Saturday, December 02, 2017

5. Concentrated Romans (3:21-31)

Doing a little summary work on Romans.

1. Romans 1:1-15
2. Romans 1:16-17
3. Romans 1:18-32
4. Romans 2:1-3:20
Romans 3:21-31
  • 3:21. Given the Jewish background in Psalms, Isaiah, and the Dead Sea Scrolls, the first thing someone like Paul would mean when using the phrase, "the righteousness of God" is God's propensity to save Israel and the world.
  • However, is there a double entendre in 3:21? Yes, God has shown his righteousness in a way that is different from the Jewish Law. But does Paul also play on the words? Now God has shown a way to be righteous apart from Law. "Now apart from Law the righteousness of God has been revealed."
  • This righteousness was witnessed by the Law and the Prophets. That is, in Scripture. As Paul often does, he glides from one use of "law" to another. He now refers to the Pentateuch, the Law as the first five books of the Scriptures.
  • 3:22. It is God's righteousness, "through faith of Jesus Christ." Paul uses a form of this turn of phrase three prominent times in his letters: here, Galatians 2:16, and Philippians 3:9. You wonder if Paul is starting with a known phrase within early Christianity.
  • The phrase can either mean, "the faithfulness of Jesus Christ" or "faith in Jesus Christ." I suspect it is the former in this verse because 1) otherwise the verse is redundant here and elsewhere, 2) such a concept would be parallel to passages like Romans 5:19; 3) it fits with Paul's theocentric sense of faith in Romans 4; 4) this train of thought seems manifested in 2 Corinthians 4:13.
  • 3:23. "All have sinned." That is, both Jew and Gentile. Although Paul believes all individuals have sinned, his point here is that being a Jew does not get you off the hook. Both Jew and Gentile have sin.
  • "and lack the glory of God." This is arguably an allusion to Psalm 8, especially as used in the train of thought of Hebrews 2. Humanity was created for glory. But all have sinned and lack it. Therefore Jesus became human to lead many sons (and daughters) to glory. We hope for the glory of God (5:2). We will be glorified in the end (8:21, 30).
  • 3:24. "justified freely." Justification is legal, law court language. We will be declared in right standing with God (cf. 4:6-8). We will be "right-ified," deemed right with God.
  • "by grace." It is a gift from God that we have not earned. "unmerited favor"
  • "through redemption." Bought with a price. Freed from bondage of sin.
  •  "in Christ Jesus." A far more common expression in Paul than justification by faith. Our participation in Christ is the means of our life in Christ.
  • 3:25. God offered him as a "hilasterion." Translated variously.

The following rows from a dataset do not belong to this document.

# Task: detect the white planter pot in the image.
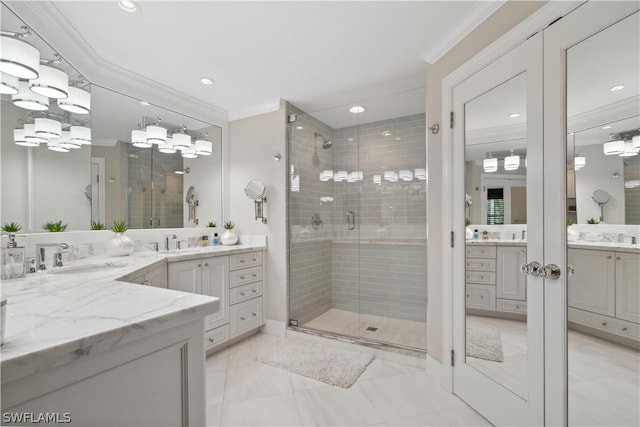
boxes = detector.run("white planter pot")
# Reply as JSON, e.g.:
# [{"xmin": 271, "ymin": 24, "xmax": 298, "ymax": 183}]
[
  {"xmin": 106, "ymin": 233, "xmax": 135, "ymax": 256},
  {"xmin": 221, "ymin": 229, "xmax": 238, "ymax": 246}
]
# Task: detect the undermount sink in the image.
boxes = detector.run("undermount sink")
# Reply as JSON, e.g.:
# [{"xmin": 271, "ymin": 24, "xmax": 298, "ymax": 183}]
[{"xmin": 48, "ymin": 261, "xmax": 129, "ymax": 275}]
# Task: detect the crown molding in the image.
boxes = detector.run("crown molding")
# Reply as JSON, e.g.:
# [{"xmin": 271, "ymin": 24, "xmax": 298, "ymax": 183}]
[
  {"xmin": 420, "ymin": 1, "xmax": 506, "ymax": 65},
  {"xmin": 7, "ymin": 2, "xmax": 229, "ymax": 126},
  {"xmin": 228, "ymin": 100, "xmax": 283, "ymax": 122}
]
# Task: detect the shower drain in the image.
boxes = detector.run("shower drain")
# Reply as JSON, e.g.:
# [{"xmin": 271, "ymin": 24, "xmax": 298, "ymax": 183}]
[{"xmin": 366, "ymin": 326, "xmax": 378, "ymax": 331}]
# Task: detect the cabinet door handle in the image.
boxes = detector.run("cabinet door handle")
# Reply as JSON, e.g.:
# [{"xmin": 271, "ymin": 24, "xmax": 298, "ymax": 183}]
[
  {"xmin": 198, "ymin": 264, "xmax": 202, "ymax": 268},
  {"xmin": 204, "ymin": 263, "xmax": 209, "ymax": 267},
  {"xmin": 252, "ymin": 289, "xmax": 257, "ymax": 293},
  {"xmin": 607, "ymin": 256, "xmax": 612, "ymax": 259},
  {"xmin": 209, "ymin": 337, "xmax": 215, "ymax": 343},
  {"xmin": 239, "ymin": 275, "xmax": 246, "ymax": 280},
  {"xmin": 251, "ymin": 312, "xmax": 257, "ymax": 316},
  {"xmin": 480, "ymin": 296, "xmax": 484, "ymax": 299},
  {"xmin": 466, "ymin": 294, "xmax": 470, "ymax": 298},
  {"xmin": 252, "ymin": 273, "xmax": 257, "ymax": 277},
  {"xmin": 616, "ymin": 257, "xmax": 621, "ymax": 261},
  {"xmin": 240, "ymin": 259, "xmax": 245, "ymax": 263},
  {"xmin": 240, "ymin": 316, "xmax": 246, "ymax": 321},
  {"xmin": 622, "ymin": 327, "xmax": 628, "ymax": 332},
  {"xmin": 601, "ymin": 322, "xmax": 608, "ymax": 326},
  {"xmin": 240, "ymin": 292, "xmax": 246, "ymax": 296},
  {"xmin": 252, "ymin": 258, "xmax": 257, "ymax": 262}
]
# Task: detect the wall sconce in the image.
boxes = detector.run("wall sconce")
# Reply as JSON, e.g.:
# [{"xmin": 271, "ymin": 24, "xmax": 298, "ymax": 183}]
[{"xmin": 245, "ymin": 179, "xmax": 267, "ymax": 224}]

Is it "propitiation" as in KJV, NKJV, ESV (satisfaction of God's justice or anger)? Is it "expiation" as in RSV (cleansing, this would follow the use of the word in 4 Maccabees)? Is it "place of atonement" or "mercy seat" as in CEB and Philips translation (following the use in the LXX)? The NIV plays it safe with "sacrifice of atonement." It does seem to allude to the Day of Atonement sacrifice and thus anticipates some of the imagery of Hebrews that compares Jesus' death to the Day of Atonement sacrifice.
  • "through faithfulness." Probably refers to God's faithfulness rather than our faith, given what the rest of the verse, the next verse, and the previous verses say.
  • "by means of his blood." The life of Jesus' blood provides life for us from the death caused by our sins.
  • This demonstrates God's righteousness. The rest of the verse clearly shows that Paul thinks of God's righteousness when he refers to the righteousness of God. By offering Jesus as a sacrifice, God is showing that he is just and righteous even though he is passing over previous sins. 
  • 3:26. God is righteous (dikaios) and the one who "right-ifies" or "justifies" (dikaioo) the person who is "from the faith of Jesus." This is an ambiguous phrase. Does he mean "the one who is [justified] through the faithfulness of Jesus" or "the one who is [justified] through faith in Jesus"? Perhaps he means both.
  • 3:27. No room for boasting because it is God's grace that has effected this. Here we see a hint of the honor-shame background in relation to the gods. Humans should not boast because it tempts the gods to put them in their place.
  • Paul slides to another use of "law" (nomos). Here it seems to mean something like a "rule."
  • 3:28. "A person is justified by faith apart from works of Law." This is Paul's principle of justification, the crispest statement of justification by faith in Paul's writings. I believe he refers to human faith here.
  • "works of Law" is a phrase with a history. In Galatians, it seems to refer primarily to those aspects of the Jewish Law that most separated Jew from Gentile (e.g., circumcision, purity laws, etc). In the Dead Sea Scrolls (4QMMT), the phrase is used of debates between Jewish groups over the specifics of how to keep the Jewish Law.
  • 3:29-30. God is one God, and he is God of both Jew and Gentile. He has one path of justification for both and that is by faith. Jews are not justified by their works of Law. They are justified by faith just as Gentiles are.
  • 3:31 But this does not eliminate the need for "law." Paul walked this tight rope in Galatians. Justification by faith is no excuse to give licence to the flesh. Paul does not advocate sin even though he is teaching that a right standing comes apart from Law. We will hear more about this in Romans 6-8.